Rodie tidak berubah. Mugkin selamanya dia tidak akan pernah sanggup menatapku di keramaian.
Selama beberapa hari ini dia tetap begitu, seakan-akan kami tidak saling mengenal. Bahkan aku takut dia melupakan janjinya membawaku ke rumah, melihat dari sikap dia yang amat dingin padaku. Tapi, aku mendengar Rodie bicara pada Itoh ketika datang praktek:
"Toh, besok, hari Sabtu, tanggal 27, saya praktek seperti biasa."
"Baik! Jadi Sabtu ini nggak ke Jakarta, Prof?"
"Tidak dulu."
Itu berarti Rodie mengingat janjinya padaku. Aku sedikit lega mendengarnya. Kukira dia membatalkan semua ucapannya karena belakangan ini tidak menganggap kehadiranku sama sekali.
Di sisi lain, aku juga ketakutan. Aku tidak siap bertemu Issa. Aku takut dia mengamuk padaku, atau bahkan jatuh pingsan mengetahui suaminya akan menikah lagi. Aku mencoba meredakan kecemasanku sendiri.

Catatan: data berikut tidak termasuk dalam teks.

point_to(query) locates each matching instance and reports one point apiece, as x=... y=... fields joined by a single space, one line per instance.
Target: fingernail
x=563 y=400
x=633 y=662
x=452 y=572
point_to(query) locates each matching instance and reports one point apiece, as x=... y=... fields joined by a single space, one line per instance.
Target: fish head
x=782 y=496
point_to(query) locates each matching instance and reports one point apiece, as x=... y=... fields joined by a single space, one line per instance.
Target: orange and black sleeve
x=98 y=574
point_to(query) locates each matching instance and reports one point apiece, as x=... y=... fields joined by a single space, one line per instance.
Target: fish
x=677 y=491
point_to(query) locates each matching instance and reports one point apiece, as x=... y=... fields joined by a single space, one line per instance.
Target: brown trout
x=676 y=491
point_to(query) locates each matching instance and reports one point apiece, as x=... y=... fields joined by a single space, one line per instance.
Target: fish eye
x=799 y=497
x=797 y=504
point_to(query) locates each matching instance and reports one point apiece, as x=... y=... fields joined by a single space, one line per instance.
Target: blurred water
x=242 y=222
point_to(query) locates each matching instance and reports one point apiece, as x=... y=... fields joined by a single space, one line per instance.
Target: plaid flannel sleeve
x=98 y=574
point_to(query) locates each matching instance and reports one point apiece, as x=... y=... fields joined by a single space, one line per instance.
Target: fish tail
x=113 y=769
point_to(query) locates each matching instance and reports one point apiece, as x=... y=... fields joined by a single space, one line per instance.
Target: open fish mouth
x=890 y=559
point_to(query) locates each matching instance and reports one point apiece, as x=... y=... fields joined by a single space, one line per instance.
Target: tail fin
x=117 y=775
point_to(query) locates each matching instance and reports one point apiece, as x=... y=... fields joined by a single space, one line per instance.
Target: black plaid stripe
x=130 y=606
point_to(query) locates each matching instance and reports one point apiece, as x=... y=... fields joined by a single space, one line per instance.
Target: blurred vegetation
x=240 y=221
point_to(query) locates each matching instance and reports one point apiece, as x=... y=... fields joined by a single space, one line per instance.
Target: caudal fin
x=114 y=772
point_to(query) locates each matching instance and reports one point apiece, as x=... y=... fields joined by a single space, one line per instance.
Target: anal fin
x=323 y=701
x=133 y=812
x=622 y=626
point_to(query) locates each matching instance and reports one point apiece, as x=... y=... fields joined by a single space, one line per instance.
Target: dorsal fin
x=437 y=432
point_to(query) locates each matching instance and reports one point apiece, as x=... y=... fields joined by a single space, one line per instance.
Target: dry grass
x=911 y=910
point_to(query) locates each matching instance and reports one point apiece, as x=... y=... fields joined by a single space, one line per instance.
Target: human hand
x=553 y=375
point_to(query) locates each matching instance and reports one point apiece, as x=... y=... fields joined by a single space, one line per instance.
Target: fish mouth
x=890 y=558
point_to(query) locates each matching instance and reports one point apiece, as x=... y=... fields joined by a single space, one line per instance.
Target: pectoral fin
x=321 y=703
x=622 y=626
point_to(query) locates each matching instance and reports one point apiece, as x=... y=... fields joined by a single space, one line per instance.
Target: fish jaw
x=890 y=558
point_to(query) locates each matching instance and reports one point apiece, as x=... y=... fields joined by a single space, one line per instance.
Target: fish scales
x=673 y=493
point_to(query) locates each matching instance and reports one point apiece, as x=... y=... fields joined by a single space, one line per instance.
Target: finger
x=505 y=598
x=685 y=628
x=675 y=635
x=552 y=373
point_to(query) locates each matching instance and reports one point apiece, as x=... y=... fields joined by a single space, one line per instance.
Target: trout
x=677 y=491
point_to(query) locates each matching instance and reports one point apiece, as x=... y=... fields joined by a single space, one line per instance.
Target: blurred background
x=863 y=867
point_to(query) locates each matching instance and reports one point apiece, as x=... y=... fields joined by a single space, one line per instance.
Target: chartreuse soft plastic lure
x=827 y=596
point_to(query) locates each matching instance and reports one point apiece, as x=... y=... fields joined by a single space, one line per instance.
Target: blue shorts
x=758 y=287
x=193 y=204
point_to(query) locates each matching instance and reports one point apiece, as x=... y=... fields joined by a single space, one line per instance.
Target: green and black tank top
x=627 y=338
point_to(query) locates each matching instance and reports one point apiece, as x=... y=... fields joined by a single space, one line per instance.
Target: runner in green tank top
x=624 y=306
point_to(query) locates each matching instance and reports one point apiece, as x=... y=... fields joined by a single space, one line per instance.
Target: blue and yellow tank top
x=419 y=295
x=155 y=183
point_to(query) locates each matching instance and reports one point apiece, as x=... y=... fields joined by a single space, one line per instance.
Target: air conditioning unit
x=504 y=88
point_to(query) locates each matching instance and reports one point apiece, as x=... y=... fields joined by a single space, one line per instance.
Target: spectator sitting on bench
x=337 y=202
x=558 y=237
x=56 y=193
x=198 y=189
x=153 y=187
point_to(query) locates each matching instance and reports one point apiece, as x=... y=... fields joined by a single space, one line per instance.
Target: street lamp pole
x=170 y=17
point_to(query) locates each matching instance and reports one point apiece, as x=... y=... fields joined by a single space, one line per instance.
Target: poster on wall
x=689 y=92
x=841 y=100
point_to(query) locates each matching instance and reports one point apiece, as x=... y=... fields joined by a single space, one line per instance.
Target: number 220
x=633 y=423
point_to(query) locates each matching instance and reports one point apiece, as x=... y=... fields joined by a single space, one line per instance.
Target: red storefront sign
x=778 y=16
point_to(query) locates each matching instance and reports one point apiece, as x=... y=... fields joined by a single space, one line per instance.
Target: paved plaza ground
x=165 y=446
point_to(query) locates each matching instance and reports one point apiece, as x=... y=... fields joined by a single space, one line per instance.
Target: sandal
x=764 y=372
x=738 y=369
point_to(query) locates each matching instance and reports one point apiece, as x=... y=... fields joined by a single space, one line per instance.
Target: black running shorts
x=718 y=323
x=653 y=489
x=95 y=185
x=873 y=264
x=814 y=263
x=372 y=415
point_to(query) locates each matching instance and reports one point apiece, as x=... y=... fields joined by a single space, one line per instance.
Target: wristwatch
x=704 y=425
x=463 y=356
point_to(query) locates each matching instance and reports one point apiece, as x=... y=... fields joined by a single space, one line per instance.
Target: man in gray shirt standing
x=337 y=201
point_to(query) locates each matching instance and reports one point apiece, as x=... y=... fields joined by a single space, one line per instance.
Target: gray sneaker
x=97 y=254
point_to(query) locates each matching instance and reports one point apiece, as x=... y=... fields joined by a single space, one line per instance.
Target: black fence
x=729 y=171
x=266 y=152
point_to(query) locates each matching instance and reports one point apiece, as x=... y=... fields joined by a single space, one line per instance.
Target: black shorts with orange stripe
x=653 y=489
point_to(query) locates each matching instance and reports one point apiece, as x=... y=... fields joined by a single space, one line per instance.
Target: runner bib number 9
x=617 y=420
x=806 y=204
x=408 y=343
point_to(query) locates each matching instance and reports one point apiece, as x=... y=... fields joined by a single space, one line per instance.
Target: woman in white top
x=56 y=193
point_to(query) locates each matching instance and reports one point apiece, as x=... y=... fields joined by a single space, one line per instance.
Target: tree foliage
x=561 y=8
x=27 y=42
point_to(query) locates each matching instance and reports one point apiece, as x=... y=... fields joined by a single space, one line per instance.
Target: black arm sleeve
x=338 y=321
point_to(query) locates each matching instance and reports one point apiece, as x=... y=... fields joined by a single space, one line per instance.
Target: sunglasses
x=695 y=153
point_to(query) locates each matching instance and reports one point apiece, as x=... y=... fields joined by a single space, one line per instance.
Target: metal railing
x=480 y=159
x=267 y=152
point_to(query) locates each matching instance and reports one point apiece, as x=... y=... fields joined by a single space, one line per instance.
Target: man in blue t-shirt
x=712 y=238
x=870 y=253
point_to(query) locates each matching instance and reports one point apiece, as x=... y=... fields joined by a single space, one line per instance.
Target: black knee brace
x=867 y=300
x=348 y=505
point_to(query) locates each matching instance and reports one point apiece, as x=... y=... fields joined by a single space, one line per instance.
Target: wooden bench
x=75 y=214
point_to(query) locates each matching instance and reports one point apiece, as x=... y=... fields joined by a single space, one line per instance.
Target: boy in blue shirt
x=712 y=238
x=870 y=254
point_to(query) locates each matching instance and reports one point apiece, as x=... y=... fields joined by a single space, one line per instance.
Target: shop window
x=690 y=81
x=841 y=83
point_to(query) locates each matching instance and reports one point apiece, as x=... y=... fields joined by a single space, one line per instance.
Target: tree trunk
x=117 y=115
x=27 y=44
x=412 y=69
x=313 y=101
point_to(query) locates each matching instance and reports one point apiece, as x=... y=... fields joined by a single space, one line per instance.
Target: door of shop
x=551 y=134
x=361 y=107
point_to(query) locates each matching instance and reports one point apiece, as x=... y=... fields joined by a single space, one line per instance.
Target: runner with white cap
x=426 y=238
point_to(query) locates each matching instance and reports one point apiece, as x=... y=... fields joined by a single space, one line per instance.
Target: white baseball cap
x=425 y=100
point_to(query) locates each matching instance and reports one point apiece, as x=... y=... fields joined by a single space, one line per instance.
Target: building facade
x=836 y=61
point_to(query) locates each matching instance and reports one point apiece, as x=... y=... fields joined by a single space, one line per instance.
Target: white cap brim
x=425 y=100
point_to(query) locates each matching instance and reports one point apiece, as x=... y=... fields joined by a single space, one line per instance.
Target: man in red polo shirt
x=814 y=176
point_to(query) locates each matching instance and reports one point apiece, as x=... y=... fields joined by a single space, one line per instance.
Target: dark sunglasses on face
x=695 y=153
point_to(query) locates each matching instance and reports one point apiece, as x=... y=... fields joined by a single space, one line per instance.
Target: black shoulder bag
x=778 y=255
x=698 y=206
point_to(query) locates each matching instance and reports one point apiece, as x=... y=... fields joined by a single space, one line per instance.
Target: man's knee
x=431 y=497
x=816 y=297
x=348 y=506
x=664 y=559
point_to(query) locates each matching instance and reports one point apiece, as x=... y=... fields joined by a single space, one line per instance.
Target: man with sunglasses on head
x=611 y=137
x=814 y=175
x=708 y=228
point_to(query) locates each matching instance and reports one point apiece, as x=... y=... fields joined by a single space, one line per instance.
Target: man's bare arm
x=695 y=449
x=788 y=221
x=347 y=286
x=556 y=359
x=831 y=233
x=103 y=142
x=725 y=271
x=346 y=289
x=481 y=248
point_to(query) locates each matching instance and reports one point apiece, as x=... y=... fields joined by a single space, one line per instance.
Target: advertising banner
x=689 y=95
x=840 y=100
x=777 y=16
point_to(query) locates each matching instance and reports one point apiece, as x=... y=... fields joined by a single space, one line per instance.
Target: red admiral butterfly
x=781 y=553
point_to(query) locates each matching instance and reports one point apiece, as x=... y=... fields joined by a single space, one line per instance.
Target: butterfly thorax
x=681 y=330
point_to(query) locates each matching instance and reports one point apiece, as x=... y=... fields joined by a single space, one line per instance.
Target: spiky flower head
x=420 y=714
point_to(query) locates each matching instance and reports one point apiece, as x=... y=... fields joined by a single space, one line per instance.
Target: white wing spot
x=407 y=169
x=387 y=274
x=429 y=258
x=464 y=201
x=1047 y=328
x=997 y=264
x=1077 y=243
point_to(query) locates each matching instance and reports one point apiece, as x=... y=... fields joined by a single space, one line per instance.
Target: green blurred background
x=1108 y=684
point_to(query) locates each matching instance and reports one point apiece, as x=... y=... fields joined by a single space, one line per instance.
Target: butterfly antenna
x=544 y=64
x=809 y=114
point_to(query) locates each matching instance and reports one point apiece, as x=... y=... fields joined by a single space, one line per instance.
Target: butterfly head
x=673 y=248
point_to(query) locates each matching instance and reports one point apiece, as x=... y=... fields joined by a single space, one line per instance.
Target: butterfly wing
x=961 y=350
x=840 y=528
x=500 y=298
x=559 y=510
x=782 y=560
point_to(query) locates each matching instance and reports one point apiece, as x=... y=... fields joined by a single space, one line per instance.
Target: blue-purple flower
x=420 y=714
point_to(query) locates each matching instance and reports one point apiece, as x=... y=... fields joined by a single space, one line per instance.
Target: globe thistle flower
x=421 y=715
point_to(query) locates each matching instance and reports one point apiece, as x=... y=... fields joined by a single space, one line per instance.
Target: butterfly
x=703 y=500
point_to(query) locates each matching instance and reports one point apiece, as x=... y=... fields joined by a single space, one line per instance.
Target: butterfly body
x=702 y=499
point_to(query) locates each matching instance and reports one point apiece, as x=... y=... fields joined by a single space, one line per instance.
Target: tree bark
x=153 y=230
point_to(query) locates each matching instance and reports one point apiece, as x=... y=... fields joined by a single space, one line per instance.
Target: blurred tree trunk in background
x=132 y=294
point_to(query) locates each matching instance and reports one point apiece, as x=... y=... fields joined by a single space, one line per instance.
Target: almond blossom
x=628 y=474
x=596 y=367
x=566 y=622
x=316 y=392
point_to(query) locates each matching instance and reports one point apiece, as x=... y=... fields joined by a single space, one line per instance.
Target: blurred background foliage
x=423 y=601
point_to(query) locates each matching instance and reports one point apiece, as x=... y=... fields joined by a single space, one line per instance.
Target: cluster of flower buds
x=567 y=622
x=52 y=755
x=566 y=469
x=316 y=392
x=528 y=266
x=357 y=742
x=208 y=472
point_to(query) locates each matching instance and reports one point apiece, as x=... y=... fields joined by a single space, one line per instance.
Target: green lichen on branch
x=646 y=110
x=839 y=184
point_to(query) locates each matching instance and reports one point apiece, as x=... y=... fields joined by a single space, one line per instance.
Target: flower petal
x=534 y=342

Sabtu sore, aku masih bertemu Romeo seperti biasa. Dia pulang tepat waktu tanpa mengobrol panjang denganku dulu. Ketika pamit, dia bilang, "Teh Na, aku pulang dulu ya. Bapak bilang mau ada kumpul keluarga."
"Oh, iya, Dok."
Aku tercekat mendengarnya. Pikiranku linglung menyadari bahwa artinya nanti aku akan bertemu dengan anak-anak Rodie. Di situ hatiku semakin tidak karuan. Romeo pasti kaget kalau nanti tahu akulah yang membuat ayahnya mengadakan kumpul keluarga.
Sekarang aku hanya akan mengikuti intruksi Rodie. Setelah Romeo pulang, aku juga bergegas pulang. Setibanya di rumah, aku segera mempersiapkan diri memakai baju terbaik yang kupunya. Sambil sesekali kupikirkan bahwa lelaki yang kusukai masih praktek saat ini.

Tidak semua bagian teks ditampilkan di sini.